Irrelevant: on the running system the following gives the same LVM error from grub-probe 1.99 as I get on grub-install, although everything appears to work (this seems fixed in GRUB 2.02).
# grub-fstest /dev/sda cp '(loop0,msdos1)/grub/grub.cfg' grub.cfg
error: unknown LVM metadata header.
The debug methods in the answer below show the prefix of the image being installed to sd[ab] is:
grub-mkimage -d /usr/lib/grub/i386-pc -O i386-pc --output=/boot/grub/core.img '--prefix=(mduuid/<UUID of sdN1>)/grub' biosdisk ext2 part_msdos part_msdos raid mdraid09
I don't know why 'part_msdos' is repeated. There are no gpt tables. md0 (boot) uses RAID superblock version 0.9, as do md1, md2 and md4 (these are old arrays). md3 is super 1.2, but shouldn't be involved in booting.
Update
Thanks for the suggestions so far. After further testing:
- The BIOS was already set to boot using sda (ata1.00). After GRUB was reinstalled to all drives with
dpkg-reconfigure grub-pc
, nothing changed and GRUB still hangs before the menu when the new drive is connected by SATA. This couldn't have been accounted for by /boot/grub contents not matching the core image anyway. Similarly, physically rearranging drives makes no difference. - An upgrade to GRUB to 2.02 in Debian Jessie only has the effect that the
Welcome to GRUB!
messages are not printed - instead it gets as far as changing graphics mode. It still hangs under the same conditions. - The hang appears to occur before the embedded configuration sets the
debug
variable. No useful debug information is emitted. - GRUB shows a menu when booted from a removable medium where the prefix does not use UUIDs, and in this way it is possible to boot the system with the drive physically present. However, TAB enumeration of drives freezes. As expected, chainloading GRUB from a hard drive hangs as before. Booting from a USB drive made by
grub-mkrescue
from the same system also hangs. - As a separate fault, on the live system (Linux 3.2.0-4-amd64), trying to add the new 4Kn drive to the RAID1 array, either via internal SATA or USB results in
Bad block number requested
on the device, followed by the md system failing the drive,BUG: unable to handle kernel paging request
and a kernel oops. (mdadm --remove
says the failed element is busy and the md-resync process doesn't respond to SIGKILL. I didn't tryecho frozen > /sys/block/mdX/md/sync_action
. Testing the drive usingdd
over SATA everything appears fine.). Surely the Linux MD drivers are capable of syncing a 4Kn drive with older drives and do not use the BIOS?

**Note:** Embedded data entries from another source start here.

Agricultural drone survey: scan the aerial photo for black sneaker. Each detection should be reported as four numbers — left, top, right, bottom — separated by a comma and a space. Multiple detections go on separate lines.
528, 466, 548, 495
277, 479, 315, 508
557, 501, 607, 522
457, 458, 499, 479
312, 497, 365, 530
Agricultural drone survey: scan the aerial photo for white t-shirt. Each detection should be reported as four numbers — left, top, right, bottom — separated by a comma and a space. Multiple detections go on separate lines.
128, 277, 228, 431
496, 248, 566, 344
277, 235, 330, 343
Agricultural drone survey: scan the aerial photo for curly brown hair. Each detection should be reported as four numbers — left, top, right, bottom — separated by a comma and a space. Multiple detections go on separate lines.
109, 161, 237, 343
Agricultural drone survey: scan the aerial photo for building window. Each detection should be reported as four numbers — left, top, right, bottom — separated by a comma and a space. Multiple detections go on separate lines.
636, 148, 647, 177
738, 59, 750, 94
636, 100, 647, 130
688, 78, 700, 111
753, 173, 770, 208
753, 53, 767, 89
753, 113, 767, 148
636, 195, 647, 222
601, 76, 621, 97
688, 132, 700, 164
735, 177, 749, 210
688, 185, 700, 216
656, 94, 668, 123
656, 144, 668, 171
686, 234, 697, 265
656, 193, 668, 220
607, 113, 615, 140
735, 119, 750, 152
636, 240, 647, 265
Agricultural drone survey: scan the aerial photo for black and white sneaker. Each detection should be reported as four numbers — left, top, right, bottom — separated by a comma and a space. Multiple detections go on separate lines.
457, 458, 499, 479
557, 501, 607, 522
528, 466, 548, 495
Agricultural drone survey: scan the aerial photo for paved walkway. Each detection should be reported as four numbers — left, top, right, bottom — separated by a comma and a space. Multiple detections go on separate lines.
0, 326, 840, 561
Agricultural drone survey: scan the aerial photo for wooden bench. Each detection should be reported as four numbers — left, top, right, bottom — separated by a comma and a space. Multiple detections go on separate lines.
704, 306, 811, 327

So workarounds might include mounting a non-RAID partition as /boot/
; installing GRUB with a device-dependent prefix; or flashing the BIOS. The most sensible thing is probably to contact the supplier to exchange the drives.
In other words question 3 has a solution whose ineffectiveness is possibly subject of a GRUB feature request; question 2 was barking up the wrong tree, so I've revised it; and question 1, if it's not going too far off topic, is now additionally about why the drive apparently cannot be used for Linux RAID.
I'd be happy to award the bounty to a decent explanation of any of this, something about the RAID resync bug, or anecdotes of using flashrom
for 4Kn support, how to tell grub-install not to use UUIDs or any relevant sysadmin tips.